Speed kills sense of place. Cities and town centers are destinations, not raceways, and commerce needs traffic—foot traffic. Even foot traffic speeds up in the presence of fast-moving vehicles. Access, not automobiles, should be the priority in city and town centers.

Rule Two: Plan for Community Outcomes

To create a great community, the vision of the community must be the priority. The transportation network should be laid out to support that vision. Otherwise, communities will all too frequently be relegated to “hammering back” the existing roadway footprint, or retrofitting existing streets with traffic calming measures to lessen their negative impacts. The street network needs to be laid out to serve the community and create an efficient and livable pattern of development. This will increase developable land, create open space, and reconnect communities to their neighbors, a waterfront, or park. They can reduce household dependency on the automobile, allowing children to walk to school, connecting commercial districts to downtowns, and helping build healthier lifestyles by increasing the potential to walk or cycle.

Land use and community planning also needs to support transportation. This includes creating more attractive places that people will want to visit and live in. Great places—popular spots with a good mix of people and activities that can be comfortably reached by foot, bike and perhaps transit as well as cars—put little strain on the transportation system. Poor land use planning, by contrast, generates thousands of unnecessary vehicle trips, leading to both dysfunctional roads and places. Transportation professionals can no longer pretend that land use is not their business.
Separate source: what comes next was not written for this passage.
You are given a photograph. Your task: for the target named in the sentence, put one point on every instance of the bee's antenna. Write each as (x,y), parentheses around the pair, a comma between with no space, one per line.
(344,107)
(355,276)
Rule Three: Think of Streets as Public Spaces

Not so long ago, this idea was considered preposterous in many communities. "Public space" meant parks and little else. Transit stops were simply places to wait. Streets had been surrendered to traffic for so long that we hardly considered them to be public spaces at all. Both people and the buildings that serve them have retreated from the streets. This needs to change… Streets are places, too!

Sidewalks are the urban arterials of cities—make them wide, well lit, stylish and accommodating with benches, outdoor cafes and public art. Even auto-oriented Los Angeles now has a vibrant “Streets as Art" program. Roads can be shared spaces with pedestrian refuges, bike lanes, and on-street parking (a group in LA has actually started planting tomatoes in street medians!). Parking lots can be transformed into public markets on weekends.
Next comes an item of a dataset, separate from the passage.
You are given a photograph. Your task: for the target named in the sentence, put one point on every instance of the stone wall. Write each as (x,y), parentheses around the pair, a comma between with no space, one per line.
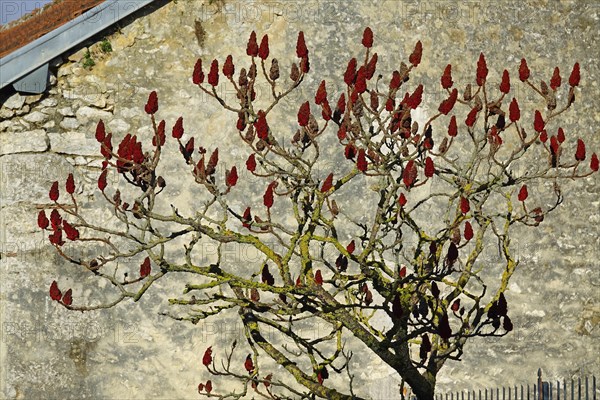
(133,352)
Qualities of a Great Street

PPS has identified ten qualities that, in conjunction with the principles described above, contribute to the success of great streets.

  • Attractions & Destinations. Having something to do gives people a reason to come to a place—and to return again and again.
  • Identity & Image. Whether a space has a good image and identity is key to its success.
  • Active Edge Uses. Buildings should be built to the street, and the street level of buildings should be human-scaled and allow for interaction between indoors and out.
  • Amenities. Successful streets provide amenities to support a variety of activities.
  • Management. Great places are managed to keep them clean and safe, and are programmed to generate daily activity.
  • Seasonal Strategies. Utilize seasonal strategies, like holiday markets, parades and recreational activities to activate the street during all times of the year and make weather less of a factor.
  • Diverse User Groups. Mixing people of different race, gender, age, and income level ensures that no one group makes others feel unwelcome and out of place.
  • Traffic, Transit & the Pedestrian. A successful street is easy to get to and get through; it is visible and accessible from both from a distance and up close.
  • Blending of Uses and Modes. Ground floor uses and retail activities should spill out into the sidewalks and streets to blur the distinction between public and private space.
  • Protects Neighborhoods. There should be clear transitions from commercial streets to nearby residential neighborhoods.